One of the visiting officials left the site and traveled 30 miles to his next appointment. A routine stop at another farm where cabbage grew as far as the eye could see. He was there to deliver an inspection report to the farmer approving his use of a new automated bundling and baling system. He’d known the man for several years and on this visit spent an hour talking with him as they strolled between the rows of bright green cabbage, microscopic spores shedding from the official’s boots with each step he took.

A week later not a head of cabbage was left viable on the farm. Ten days after that, not a single crop of any foodstuff within 100 miles was anything more than a pile of noxious organic waste. Government functionaries from Poland, Belarus, Ukraine, and Lithuania struggled to understand the relentless disease spreading across their lands. They tallied the damage in lost product and increased cost of imported food for their population. But, to a person, every single brain the affected governments were throwing at the problem insisted the agricultural malady could, and would, be alleviated.

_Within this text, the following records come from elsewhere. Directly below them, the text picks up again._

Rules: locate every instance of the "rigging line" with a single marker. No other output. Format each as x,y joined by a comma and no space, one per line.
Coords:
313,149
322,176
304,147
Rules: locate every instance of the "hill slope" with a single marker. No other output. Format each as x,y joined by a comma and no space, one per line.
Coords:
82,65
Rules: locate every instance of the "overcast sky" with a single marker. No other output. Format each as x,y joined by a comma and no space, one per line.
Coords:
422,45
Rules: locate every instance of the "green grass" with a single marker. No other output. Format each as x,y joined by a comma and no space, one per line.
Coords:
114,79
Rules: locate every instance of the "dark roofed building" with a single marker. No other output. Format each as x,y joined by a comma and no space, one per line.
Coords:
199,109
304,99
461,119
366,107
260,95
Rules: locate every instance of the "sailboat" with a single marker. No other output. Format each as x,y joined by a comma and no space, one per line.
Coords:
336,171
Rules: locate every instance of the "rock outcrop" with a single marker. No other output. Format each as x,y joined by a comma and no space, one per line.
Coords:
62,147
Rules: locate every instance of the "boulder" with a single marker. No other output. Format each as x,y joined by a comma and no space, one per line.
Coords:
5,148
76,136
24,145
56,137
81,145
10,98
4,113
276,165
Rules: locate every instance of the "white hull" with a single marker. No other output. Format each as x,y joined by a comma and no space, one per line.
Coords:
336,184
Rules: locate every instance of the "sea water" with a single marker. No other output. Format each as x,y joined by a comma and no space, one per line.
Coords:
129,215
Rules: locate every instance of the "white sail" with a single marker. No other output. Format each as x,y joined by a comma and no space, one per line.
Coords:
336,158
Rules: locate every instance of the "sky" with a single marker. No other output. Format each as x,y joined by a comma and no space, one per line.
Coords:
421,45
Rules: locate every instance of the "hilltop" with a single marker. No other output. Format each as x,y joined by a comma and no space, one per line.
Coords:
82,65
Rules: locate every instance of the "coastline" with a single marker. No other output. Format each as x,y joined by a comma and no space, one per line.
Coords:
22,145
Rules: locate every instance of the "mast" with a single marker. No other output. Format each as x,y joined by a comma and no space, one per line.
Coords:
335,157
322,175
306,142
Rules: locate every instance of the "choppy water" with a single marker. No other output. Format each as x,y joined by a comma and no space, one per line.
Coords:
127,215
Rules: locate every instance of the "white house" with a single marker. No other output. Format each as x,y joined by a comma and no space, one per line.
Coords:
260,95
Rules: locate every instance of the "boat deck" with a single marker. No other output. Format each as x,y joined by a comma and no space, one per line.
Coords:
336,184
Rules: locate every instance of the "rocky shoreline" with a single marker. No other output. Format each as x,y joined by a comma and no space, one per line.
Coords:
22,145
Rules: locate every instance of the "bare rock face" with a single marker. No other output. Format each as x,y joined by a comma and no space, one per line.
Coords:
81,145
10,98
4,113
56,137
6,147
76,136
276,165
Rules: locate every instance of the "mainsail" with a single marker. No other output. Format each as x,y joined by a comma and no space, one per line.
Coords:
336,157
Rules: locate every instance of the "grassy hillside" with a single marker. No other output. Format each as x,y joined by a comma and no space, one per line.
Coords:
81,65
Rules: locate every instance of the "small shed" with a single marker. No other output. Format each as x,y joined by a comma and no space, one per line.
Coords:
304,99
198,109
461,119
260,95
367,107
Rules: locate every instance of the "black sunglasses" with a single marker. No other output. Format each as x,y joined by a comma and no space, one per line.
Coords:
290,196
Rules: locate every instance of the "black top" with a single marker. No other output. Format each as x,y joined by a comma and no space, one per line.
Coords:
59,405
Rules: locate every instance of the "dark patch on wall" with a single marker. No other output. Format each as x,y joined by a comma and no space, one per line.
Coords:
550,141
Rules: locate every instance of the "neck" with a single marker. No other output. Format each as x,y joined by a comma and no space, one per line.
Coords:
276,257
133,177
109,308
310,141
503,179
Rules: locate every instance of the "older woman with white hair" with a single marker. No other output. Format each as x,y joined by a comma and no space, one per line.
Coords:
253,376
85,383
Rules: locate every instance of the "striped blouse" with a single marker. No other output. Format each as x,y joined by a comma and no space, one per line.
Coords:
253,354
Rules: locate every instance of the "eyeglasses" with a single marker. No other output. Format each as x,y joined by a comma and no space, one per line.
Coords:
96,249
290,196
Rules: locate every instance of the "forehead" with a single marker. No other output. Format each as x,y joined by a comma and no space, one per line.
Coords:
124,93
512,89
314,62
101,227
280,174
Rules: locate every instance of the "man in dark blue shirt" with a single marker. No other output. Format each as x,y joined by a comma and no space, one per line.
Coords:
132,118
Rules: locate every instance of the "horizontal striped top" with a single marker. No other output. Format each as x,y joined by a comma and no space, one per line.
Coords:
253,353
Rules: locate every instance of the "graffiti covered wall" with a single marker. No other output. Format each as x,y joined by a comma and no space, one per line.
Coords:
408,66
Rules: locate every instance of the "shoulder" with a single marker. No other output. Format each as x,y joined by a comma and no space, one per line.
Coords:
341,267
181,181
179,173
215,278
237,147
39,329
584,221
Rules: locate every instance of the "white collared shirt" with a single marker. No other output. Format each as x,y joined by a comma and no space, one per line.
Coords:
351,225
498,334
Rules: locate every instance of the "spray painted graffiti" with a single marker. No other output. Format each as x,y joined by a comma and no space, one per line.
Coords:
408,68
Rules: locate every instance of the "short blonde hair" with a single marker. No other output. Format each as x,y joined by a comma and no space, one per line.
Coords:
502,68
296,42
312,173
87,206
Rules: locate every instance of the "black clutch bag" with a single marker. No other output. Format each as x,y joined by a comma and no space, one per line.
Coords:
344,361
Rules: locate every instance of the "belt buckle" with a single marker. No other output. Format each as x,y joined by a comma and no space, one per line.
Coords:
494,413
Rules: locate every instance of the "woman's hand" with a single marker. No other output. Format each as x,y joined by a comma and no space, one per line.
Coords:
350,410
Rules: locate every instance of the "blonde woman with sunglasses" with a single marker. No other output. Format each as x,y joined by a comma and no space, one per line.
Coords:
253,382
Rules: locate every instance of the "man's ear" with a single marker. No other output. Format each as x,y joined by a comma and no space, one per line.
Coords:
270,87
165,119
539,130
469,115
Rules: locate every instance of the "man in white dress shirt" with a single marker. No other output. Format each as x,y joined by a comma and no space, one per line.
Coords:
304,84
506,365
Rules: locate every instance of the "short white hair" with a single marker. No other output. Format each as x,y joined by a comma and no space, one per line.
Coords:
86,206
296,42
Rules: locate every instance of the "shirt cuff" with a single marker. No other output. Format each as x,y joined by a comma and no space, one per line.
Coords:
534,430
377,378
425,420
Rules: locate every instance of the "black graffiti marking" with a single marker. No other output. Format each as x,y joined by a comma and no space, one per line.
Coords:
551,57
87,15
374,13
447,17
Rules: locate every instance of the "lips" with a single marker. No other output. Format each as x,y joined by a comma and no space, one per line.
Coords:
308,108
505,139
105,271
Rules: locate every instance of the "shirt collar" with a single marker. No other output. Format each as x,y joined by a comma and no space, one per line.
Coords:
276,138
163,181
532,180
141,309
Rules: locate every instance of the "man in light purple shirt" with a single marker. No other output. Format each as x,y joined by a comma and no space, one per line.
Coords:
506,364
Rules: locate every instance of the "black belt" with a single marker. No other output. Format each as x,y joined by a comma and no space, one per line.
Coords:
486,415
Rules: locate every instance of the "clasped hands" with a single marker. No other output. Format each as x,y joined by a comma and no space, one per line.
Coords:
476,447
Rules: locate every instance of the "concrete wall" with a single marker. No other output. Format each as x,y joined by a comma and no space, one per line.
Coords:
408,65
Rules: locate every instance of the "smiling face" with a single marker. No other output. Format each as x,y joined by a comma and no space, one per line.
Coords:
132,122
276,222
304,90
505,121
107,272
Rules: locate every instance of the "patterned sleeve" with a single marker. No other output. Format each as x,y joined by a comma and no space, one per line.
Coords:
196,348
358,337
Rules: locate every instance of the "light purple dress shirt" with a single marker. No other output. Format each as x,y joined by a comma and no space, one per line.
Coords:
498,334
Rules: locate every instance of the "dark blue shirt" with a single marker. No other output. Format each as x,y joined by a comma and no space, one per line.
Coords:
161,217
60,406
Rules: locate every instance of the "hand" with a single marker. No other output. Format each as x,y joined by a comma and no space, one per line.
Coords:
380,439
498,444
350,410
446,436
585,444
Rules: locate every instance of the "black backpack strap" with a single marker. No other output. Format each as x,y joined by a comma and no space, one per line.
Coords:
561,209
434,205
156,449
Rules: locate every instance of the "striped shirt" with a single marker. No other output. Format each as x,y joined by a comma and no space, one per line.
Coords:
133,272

Then the pine trees began dying.

The story of how the blight had been discovered, and how it had spread in less than a year across Europe and Asia, finally arriving in South America, had been blasted across news outlets with the urgency of some approaching asteroid. One savvy network had even branded the unknown disease ‘The Blight’ in a stroke of marketing genius. And, with every story that told of the consequences a worldwide spread of the affliction would bring, equally vehement reassurances came from governments near and far. The United States, in particular, provided expert upon expert to detail the steps being taken to contain, identify, and, eventually, eradicate the blight.